Multicenter, randomized, double-blinded, placebo-controlled clinical trial is focused on novel treatments for non-alcoholic fatty liver disease (NAFLD), the most common cause of chronic liver disease. The primary objective of the study is to determine the clinical efficacy and safety of Vitamin E \[(all-rac)-α-tocopheryl acetate\] and Omega-3 fatty acid (DHA EE) compared to placebo on reducing liver fat content in participants with NAFLD. There is currently no approved drug treatment for NAFLD or NASH. While several new targets are being evaluated, they are not sufficiently powered to provide definitive data. There is, therefore, a need for well-designed, appropriately powered efficacy (phase 2) trials to define the utility of newer therapies for NAFLD. The combination of Vitamin E and DHA may provide optimal benefit for patients with NAFLD due to their associated mechanisms of action, namely Vitamin E's antioxidant action, preventing lipid oxidation of long-chain fatty acids such as DHA and thus preventing the propagation of free radicals and ROS.

Conditions

  • Non-Alcoholic Fatty Liver Disease
  • Non-Alcoholic Fatty Liver
  • Non-Alcoholic Steatohepatitis

Interventions

DIETARY_SUPPLEMENT

Vitamin E [(all-rac)-α-tocopheryl acetate]
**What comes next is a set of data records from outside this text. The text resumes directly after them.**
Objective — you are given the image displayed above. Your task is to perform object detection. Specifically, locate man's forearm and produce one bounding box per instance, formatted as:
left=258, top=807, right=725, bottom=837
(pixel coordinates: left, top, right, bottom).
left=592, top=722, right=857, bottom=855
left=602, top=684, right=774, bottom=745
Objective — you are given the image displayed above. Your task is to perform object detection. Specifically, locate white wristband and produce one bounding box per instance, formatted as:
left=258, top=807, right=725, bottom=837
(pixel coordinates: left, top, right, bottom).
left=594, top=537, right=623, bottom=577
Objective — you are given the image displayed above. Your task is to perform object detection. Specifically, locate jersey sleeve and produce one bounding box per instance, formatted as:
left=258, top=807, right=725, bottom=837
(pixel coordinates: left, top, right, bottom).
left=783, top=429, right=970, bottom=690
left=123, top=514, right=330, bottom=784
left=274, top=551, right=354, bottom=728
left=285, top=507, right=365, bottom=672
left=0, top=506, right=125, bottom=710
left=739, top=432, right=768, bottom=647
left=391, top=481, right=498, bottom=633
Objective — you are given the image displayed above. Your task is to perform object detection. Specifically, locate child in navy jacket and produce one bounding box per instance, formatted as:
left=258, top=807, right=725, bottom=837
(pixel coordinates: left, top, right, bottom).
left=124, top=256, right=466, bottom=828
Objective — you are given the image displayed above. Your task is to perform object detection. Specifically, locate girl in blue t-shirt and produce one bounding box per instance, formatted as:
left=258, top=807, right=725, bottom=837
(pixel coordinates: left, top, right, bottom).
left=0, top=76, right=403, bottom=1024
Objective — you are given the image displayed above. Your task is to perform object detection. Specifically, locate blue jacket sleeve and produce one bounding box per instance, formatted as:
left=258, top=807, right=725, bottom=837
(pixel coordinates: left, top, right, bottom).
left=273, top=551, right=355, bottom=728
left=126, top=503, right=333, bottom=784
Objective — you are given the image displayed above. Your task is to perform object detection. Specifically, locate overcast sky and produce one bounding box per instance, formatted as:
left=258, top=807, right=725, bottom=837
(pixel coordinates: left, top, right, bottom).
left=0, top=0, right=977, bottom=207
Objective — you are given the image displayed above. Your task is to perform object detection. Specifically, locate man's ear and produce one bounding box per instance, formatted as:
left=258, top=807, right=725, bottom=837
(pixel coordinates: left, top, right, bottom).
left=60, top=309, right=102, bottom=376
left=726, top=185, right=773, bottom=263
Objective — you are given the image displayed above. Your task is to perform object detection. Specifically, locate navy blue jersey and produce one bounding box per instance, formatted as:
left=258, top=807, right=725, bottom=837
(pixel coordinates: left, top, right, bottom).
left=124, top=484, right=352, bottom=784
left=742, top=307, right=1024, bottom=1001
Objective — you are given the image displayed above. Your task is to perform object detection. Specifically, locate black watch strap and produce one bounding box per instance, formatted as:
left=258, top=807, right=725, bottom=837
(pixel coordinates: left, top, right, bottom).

Vitamin E (1000 mg) once daily for 6 months (1 capsule) and matching placebos (2 matched capsules) for 6 months

DIETARY_SUPPLEMENT

Omega-3 fatty acid (DHA EE)

DHA EE (1.89 g) once daily for 6 months (2 capsules) and matching placebo for DHA EE (1 matched capsule for 6 months)

COMBINATION_PRODUCT

Omega-3 fatty acid (DHA EE) & Vitamin E [(all-rac)-α-tocopheryl acetate]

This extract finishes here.